Below are all of the possible properties you can set for an Experiment:

  • key (string) - The globally unique tracking key for the experiment
  • variations (any[]) - The different variations to choose between
  • weights (float[]) - How to weight traffic between variations. Must add to 1.
  • status (string) - "running" is the default and always active. "draft" is only active during QA and development. "stopped" is only active when forcing a winning variation to 100% of users.
  • coverage (float) - What percent of users should be included in the experiment (between 0 and 1, inclusive)
  • url (string) - Users can only be included in this experiment if the current URL matches this regex
  • include (callable) - A function that returns true if the user should be part of the experiment and false if they should not be
  • groups (string[]) - Limits the experiment to specific user groups
  • force (int) - All users included in the experiment will be forced into the specified variation index
  • hashAttribute (string) - What user attribute should be used to assign variations (defaults to "id")

Running Experiments

Run experiments by calling gb.run(experiment) which returns an object with a few useful properties:

result = gb.run(Experiment(
  key = "my-experiment",
  variations = ["A", "B"]
))

# If user is part of the experiment
print(result.inExperiment) # true or false

# The index of the assigned variation
print(result.variationId) # 0 or 1

# The value of the assigned variation
print(result.value) # "A" or "B"

# The user attribute used to assign a variation
print(result.hashAttribute) # "id"

# The value of that attribute
print(result.hashValue) # e.g. "123"

The inExperiment flag is only set to true if the user was randomly assigned a variation. If the user failed any targeting rules or was forced into a specific variation, this flag will be false.

Example Experiments

3-way experiment with uneven variation weights:

gb.run(Experiment(
  key = "3-way-uneven",
  variations = ["A","B","C"],
  weights = [0.5, 0.25, 0.25]
))

Slow rollout (10% of users who opted into "beta" features):

# User is in the "qa" and "beta" groups
gb = GrowthBook(
  user = {"id": "123"},
  groups = {
    "qa": isQATester(),
    "beta": betaFeaturesEnabled()
  }
)

gb.run(Experiment(
  key = "slow-rollout",
  variations = ["A", "B"],
  coverage = 0.1,
  groups = ["beta"]
))

Complex variations and custom targeting

result = gb.run(Experiment(
  key = "complex-variations",
  variations = [
    {'color': "blue", 'size': "large"},
    {'color': "green", 'size': "small"}
  ],
  url = "^/post/[0-9]+$"
  include = lambda: isPremium or creditsRemaining > 50
))

# Either "blue,large" OR "green,small"
print(result.value["color"] + "," + result.value["size"])

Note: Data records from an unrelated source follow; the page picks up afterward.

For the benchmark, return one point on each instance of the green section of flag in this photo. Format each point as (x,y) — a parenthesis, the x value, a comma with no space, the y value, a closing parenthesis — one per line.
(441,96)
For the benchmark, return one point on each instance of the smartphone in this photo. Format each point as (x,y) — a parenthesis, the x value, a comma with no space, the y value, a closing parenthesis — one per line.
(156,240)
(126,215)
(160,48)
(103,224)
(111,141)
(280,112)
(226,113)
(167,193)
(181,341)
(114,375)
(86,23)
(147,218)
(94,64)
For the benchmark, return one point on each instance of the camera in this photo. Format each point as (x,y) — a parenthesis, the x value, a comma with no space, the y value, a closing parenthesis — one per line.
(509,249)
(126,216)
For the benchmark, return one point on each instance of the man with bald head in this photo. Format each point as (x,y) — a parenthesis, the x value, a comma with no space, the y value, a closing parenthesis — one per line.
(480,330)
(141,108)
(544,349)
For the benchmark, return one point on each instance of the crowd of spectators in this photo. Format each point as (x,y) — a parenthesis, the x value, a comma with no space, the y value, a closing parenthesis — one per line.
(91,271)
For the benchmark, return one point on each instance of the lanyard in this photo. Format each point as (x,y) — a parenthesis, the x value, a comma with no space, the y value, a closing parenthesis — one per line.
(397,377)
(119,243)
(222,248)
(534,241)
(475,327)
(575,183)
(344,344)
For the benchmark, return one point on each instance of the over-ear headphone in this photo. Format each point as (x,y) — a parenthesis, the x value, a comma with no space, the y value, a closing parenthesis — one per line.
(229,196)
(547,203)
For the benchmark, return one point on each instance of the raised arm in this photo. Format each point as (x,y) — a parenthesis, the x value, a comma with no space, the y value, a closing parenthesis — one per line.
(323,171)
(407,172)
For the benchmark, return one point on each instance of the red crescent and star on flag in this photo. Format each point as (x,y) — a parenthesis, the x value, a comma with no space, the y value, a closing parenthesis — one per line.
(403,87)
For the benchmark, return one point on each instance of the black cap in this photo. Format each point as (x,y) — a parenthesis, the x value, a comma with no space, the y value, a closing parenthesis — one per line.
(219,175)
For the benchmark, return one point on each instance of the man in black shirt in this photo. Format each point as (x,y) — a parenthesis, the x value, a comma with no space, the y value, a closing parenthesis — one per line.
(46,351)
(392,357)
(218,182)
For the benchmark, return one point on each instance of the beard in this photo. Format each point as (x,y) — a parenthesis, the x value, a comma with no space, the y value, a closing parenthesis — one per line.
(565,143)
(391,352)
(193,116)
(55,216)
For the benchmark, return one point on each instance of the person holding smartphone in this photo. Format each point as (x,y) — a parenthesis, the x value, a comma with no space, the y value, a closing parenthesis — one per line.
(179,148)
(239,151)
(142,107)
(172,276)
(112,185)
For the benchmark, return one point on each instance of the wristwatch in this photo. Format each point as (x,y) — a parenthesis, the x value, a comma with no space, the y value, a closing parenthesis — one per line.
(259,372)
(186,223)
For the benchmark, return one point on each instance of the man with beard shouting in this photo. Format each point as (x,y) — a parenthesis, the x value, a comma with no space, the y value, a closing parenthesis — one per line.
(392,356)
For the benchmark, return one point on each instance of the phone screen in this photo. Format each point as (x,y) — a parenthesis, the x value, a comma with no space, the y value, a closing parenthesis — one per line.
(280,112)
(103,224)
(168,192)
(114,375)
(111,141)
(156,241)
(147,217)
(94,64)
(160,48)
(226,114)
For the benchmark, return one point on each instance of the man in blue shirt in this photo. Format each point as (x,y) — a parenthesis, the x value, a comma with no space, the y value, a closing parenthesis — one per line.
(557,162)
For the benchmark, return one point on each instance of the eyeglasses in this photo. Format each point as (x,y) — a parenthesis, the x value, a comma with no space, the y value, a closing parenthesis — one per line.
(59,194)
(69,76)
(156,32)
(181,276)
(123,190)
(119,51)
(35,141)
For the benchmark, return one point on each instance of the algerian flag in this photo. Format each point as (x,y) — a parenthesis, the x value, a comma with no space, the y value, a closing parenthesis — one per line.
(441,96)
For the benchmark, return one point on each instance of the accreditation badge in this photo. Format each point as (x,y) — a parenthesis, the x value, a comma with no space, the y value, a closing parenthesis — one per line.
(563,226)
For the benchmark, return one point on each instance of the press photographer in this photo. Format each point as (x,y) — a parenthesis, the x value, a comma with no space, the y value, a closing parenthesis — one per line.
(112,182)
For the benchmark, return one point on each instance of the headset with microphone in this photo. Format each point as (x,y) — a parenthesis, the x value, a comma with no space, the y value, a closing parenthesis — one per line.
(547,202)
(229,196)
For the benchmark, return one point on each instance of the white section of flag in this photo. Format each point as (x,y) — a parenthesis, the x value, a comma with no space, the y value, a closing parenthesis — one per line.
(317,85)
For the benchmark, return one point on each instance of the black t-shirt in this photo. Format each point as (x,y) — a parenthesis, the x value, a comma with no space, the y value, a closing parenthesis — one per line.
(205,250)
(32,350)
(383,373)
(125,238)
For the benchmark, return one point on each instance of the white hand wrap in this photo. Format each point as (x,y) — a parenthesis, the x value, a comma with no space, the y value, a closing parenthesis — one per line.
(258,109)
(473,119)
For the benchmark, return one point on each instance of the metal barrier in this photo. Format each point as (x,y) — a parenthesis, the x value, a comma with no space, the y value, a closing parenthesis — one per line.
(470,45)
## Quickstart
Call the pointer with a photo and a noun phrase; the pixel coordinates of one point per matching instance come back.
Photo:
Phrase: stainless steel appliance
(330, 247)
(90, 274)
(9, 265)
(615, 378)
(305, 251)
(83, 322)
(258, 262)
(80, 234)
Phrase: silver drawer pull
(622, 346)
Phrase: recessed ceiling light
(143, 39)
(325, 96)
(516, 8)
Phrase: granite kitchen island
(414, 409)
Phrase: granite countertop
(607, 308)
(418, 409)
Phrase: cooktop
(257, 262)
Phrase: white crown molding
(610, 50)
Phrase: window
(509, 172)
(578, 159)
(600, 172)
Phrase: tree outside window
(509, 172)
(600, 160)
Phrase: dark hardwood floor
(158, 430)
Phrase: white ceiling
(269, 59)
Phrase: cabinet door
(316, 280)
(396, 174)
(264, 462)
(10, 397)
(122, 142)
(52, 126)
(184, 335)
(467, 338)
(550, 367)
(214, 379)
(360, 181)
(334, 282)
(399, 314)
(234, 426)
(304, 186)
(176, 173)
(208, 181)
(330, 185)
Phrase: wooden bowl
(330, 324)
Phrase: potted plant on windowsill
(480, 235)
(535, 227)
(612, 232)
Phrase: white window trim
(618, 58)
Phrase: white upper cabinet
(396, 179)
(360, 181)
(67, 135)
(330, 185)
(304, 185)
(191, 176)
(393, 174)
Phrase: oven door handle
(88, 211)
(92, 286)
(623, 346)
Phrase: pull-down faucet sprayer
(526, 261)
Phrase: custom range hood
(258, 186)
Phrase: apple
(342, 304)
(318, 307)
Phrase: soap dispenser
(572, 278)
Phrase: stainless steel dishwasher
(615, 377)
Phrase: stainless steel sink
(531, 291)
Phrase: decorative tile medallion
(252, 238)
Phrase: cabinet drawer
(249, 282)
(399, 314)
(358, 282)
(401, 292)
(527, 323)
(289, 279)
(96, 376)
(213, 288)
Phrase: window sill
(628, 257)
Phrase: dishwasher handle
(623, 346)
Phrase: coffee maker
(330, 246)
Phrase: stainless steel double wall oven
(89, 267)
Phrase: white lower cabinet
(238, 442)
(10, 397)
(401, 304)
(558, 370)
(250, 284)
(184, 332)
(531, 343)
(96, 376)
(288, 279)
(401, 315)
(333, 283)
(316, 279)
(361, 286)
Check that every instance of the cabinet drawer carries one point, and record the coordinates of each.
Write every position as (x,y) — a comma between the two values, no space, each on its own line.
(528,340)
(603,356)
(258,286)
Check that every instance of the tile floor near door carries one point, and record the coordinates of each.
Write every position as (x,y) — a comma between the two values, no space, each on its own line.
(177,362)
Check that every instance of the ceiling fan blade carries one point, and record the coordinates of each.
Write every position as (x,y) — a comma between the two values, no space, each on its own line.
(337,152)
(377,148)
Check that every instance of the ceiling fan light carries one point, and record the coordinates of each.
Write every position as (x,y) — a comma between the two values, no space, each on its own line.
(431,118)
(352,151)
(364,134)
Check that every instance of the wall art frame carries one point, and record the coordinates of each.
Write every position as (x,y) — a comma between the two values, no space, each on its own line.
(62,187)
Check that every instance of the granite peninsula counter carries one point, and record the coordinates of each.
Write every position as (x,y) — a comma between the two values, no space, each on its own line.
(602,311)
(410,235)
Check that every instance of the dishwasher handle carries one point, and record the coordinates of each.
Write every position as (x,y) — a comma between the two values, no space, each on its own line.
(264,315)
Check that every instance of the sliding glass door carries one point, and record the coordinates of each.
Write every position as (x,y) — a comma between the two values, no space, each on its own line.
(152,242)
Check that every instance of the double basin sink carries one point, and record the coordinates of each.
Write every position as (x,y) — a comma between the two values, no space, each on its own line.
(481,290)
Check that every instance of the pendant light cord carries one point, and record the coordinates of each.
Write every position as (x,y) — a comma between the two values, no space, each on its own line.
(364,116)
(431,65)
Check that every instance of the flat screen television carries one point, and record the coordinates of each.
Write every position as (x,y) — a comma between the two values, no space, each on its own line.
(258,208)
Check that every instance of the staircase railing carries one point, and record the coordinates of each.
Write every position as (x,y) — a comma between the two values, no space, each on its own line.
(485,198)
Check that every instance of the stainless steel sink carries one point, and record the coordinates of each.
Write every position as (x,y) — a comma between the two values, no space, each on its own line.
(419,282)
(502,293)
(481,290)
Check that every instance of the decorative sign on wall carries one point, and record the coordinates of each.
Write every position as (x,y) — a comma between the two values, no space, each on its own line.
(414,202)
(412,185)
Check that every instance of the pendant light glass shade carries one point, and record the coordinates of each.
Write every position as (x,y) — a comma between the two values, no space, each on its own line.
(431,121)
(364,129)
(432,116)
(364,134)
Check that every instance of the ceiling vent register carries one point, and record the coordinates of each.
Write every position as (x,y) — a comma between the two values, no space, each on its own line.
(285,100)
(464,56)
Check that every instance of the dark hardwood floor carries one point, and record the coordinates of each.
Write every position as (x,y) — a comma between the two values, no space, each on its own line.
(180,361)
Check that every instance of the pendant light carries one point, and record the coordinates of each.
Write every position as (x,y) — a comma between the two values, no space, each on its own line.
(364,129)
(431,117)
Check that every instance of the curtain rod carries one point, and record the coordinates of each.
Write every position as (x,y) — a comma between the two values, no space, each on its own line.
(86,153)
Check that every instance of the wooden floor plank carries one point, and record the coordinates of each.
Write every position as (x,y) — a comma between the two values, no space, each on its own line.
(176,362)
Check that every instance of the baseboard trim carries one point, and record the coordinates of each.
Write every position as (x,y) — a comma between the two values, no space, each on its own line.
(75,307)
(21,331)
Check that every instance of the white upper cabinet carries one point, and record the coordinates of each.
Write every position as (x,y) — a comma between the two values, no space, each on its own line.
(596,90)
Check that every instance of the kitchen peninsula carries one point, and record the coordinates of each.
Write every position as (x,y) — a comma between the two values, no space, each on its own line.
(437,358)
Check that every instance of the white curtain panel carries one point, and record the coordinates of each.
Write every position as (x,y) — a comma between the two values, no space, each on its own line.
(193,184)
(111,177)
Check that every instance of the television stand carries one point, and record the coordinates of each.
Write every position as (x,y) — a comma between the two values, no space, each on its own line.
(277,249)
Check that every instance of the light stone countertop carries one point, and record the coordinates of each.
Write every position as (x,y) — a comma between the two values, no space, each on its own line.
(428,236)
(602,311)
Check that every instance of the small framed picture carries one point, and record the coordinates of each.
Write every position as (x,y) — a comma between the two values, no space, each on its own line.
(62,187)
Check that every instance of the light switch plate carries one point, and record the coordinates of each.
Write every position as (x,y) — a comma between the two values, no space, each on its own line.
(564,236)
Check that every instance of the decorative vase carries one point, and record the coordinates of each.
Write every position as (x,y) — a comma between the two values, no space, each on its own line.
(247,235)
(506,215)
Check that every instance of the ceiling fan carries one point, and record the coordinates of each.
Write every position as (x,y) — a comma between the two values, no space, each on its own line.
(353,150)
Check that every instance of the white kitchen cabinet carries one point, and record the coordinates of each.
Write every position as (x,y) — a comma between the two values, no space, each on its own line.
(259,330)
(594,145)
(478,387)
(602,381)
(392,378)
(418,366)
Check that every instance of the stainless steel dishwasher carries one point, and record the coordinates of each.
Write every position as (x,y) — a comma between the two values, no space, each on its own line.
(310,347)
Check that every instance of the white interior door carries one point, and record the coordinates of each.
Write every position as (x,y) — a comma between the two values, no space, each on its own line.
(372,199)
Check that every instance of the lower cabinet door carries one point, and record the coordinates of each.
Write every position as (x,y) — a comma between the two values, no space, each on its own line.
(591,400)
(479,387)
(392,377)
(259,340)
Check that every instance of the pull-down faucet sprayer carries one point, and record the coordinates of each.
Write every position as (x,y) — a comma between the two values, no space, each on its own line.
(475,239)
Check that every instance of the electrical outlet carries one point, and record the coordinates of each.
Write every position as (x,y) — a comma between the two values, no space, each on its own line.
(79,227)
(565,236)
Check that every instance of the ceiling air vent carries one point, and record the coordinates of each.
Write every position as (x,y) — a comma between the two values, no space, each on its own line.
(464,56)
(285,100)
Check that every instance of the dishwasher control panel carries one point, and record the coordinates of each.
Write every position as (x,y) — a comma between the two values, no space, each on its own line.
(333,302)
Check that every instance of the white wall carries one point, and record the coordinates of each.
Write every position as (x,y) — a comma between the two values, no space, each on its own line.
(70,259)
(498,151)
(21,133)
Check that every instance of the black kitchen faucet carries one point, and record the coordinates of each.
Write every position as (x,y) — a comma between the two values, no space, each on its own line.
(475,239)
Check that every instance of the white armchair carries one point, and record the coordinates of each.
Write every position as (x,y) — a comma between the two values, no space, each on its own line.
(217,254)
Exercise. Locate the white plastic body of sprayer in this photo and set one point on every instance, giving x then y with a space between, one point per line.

Assign variations based on something other than user id

gb = GrowthBook(
  user = {
    "id": "123",
    "company": "growthbook"
  }
)

gb.run(Experiment(
  key = "by-company-id",
  variations = ["A", "B"],
  hashAttribute = "company"
))

# Users in the same company will always get the same variation

Overriding Experiment Configuration

It's common practice to adjust experiment settings after a test is live. For example, slowly ramping up traffic, stopping a test automatically if guardrail metrics go down, or rolling out a winning variation to 100% of users.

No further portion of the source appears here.